A mediados del siglo XVIII, la medicina se caracterizaba por prácticas que hoy se considerarían primitivas, debido al uso de dosis tóxicas de mercurio, de otros metales pesados y el amplio uso de la sangría.
Un médico alemán, Samuel Hahnemann, nacido en 1755, dejó la práctica de la medicina, debido al daño que estas costumbres causaban a los enfermos.
Mientras traducía una obra de Cullen, un herborista escocés, encontró una teoría relativa a la acción curativa de la «corteza peruviana», que ahora conocemos como quino. Este medicamento (la quinina), efectivo contra la malaria (un azote en ese periodo de Europa), fue introducido al continente europeo por los exploradores españoles desde América del Sur.
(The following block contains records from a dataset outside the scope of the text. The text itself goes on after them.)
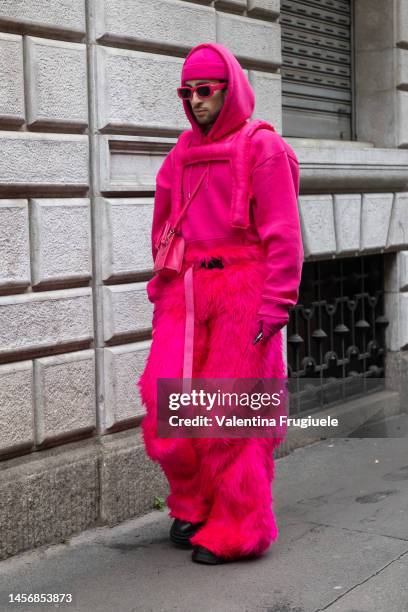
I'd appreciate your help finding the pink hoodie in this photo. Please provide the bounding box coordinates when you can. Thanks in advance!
[148,43,304,323]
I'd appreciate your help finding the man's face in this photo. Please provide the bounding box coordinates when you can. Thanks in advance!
[185,79,227,131]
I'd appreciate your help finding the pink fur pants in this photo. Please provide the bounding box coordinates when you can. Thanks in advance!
[138,244,286,558]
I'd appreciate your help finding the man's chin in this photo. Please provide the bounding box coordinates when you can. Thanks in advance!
[194,115,210,126]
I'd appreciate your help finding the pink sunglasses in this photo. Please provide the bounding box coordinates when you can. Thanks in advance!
[177,83,227,100]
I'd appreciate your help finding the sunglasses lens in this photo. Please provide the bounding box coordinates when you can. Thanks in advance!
[178,87,191,100]
[197,85,211,98]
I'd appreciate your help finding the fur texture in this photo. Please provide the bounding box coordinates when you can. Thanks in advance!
[138,245,286,558]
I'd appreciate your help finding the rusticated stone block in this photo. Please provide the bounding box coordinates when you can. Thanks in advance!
[387,191,408,248]
[97,47,186,130]
[0,0,85,33]
[0,361,34,453]
[361,193,393,250]
[0,33,24,125]
[333,193,361,253]
[0,132,88,190]
[299,195,336,256]
[103,283,153,341]
[0,444,100,560]
[99,198,153,280]
[249,70,282,133]
[101,429,168,525]
[248,0,280,18]
[0,200,30,288]
[217,13,282,67]
[101,340,151,429]
[31,198,91,284]
[25,36,88,127]
[34,350,96,444]
[0,287,93,355]
[93,0,215,50]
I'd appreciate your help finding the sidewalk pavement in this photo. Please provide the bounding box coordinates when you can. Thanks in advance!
[0,415,408,612]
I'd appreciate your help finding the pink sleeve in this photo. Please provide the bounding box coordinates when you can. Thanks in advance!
[146,149,173,304]
[252,147,304,321]
[151,149,173,261]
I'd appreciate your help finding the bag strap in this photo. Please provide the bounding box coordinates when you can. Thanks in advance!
[173,166,208,231]
[230,119,276,229]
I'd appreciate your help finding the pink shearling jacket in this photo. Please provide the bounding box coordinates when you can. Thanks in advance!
[147,43,304,326]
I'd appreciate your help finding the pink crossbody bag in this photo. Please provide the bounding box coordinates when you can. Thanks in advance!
[153,167,208,277]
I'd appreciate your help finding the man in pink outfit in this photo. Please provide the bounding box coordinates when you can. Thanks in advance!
[138,43,303,564]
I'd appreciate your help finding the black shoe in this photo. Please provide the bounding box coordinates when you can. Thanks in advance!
[170,519,203,548]
[191,546,229,565]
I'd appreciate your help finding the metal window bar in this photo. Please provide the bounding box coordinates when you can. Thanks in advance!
[287,255,388,414]
[280,0,355,140]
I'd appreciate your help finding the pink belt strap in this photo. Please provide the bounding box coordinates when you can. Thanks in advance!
[183,266,194,393]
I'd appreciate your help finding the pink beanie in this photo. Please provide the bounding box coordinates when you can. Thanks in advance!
[181,47,228,85]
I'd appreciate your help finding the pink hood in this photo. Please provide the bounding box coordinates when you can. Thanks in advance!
[183,43,255,143]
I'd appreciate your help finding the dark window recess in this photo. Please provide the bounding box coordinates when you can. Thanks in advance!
[287,255,388,414]
[280,0,353,140]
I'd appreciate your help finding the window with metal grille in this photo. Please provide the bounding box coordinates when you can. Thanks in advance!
[280,0,354,140]
[287,255,388,413]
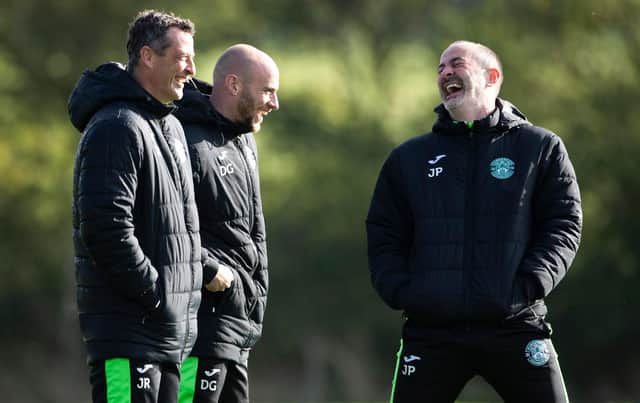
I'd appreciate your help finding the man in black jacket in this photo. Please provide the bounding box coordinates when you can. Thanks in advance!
[69,11,203,403]
[366,41,582,403]
[176,44,279,403]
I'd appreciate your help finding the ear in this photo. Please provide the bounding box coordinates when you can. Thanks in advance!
[140,45,156,68]
[224,74,242,96]
[487,68,500,86]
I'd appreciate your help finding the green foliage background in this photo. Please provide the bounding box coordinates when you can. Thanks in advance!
[0,0,640,403]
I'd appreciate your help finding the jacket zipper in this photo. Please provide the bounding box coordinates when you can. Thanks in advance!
[160,119,195,361]
[462,129,476,327]
[234,137,257,234]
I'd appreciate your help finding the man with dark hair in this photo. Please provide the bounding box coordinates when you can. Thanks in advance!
[176,44,279,403]
[69,10,203,403]
[366,41,582,403]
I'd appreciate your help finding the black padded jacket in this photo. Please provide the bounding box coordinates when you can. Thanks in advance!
[366,99,582,326]
[69,63,202,363]
[176,80,268,362]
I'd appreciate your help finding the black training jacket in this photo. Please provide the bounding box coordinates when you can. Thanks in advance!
[69,63,202,363]
[366,99,582,325]
[176,80,268,362]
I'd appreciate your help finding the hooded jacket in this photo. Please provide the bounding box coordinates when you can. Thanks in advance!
[69,63,202,363]
[176,80,268,362]
[366,99,582,325]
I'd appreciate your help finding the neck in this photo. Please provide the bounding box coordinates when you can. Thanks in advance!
[209,85,237,122]
[447,100,496,122]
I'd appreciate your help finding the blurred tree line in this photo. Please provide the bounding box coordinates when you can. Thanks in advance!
[0,0,640,403]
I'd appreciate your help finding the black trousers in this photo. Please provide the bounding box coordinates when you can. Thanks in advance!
[89,358,180,403]
[391,318,569,403]
[179,357,249,403]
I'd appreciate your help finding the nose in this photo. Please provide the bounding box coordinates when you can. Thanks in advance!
[440,66,453,78]
[185,57,196,76]
[267,92,280,111]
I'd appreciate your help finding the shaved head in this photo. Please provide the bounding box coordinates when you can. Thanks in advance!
[210,43,280,133]
[443,41,504,85]
[213,44,276,86]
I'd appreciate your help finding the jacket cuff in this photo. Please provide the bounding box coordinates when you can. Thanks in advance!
[140,283,162,312]
[202,259,220,286]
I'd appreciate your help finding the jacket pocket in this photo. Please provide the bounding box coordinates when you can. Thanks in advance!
[216,271,248,319]
[506,274,533,317]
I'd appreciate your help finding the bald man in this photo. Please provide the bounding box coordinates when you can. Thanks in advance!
[366,41,582,403]
[176,44,279,403]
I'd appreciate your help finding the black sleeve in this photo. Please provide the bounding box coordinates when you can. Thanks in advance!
[77,121,160,310]
[366,153,413,309]
[519,135,582,299]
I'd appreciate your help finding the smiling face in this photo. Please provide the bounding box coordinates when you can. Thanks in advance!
[438,43,500,121]
[147,27,196,103]
[236,63,280,133]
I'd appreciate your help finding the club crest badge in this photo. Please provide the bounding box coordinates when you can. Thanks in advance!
[489,158,516,179]
[524,340,551,367]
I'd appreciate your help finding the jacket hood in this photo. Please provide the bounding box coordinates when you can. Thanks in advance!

Cullen planteaba que el intenso sabor amargo de esta corteza actuaba como «tónico» para el estómago, y cortaba la fiebre.
S. Hahnemann rechazó el planteamiento, pues conocía sustancias igualmente amargas, o incluso más que, sin embargo, no curaban la malaria. Sin embargo, notó que el medicamento era efectivo, y eso despertó su interés. Empezó a probar en sí mismo el medicamento, a pesar de no estar enfermo.
La consecuencia fue que desarrolló varios síntomas de la malaria, pero sin fiebre. Los síntomas desaparecieron cuando dejó de tomar el preparado de la corteza y reaparecieron al tomarlo de nuevo. A partir de esta prueba formuló la teoría de que la acción curativa del medicamento sobre la malaria estaba relacionada con la capacidad del medicamento para causar síntomas similares en personas sanas que lo tomaran (ley de los similares).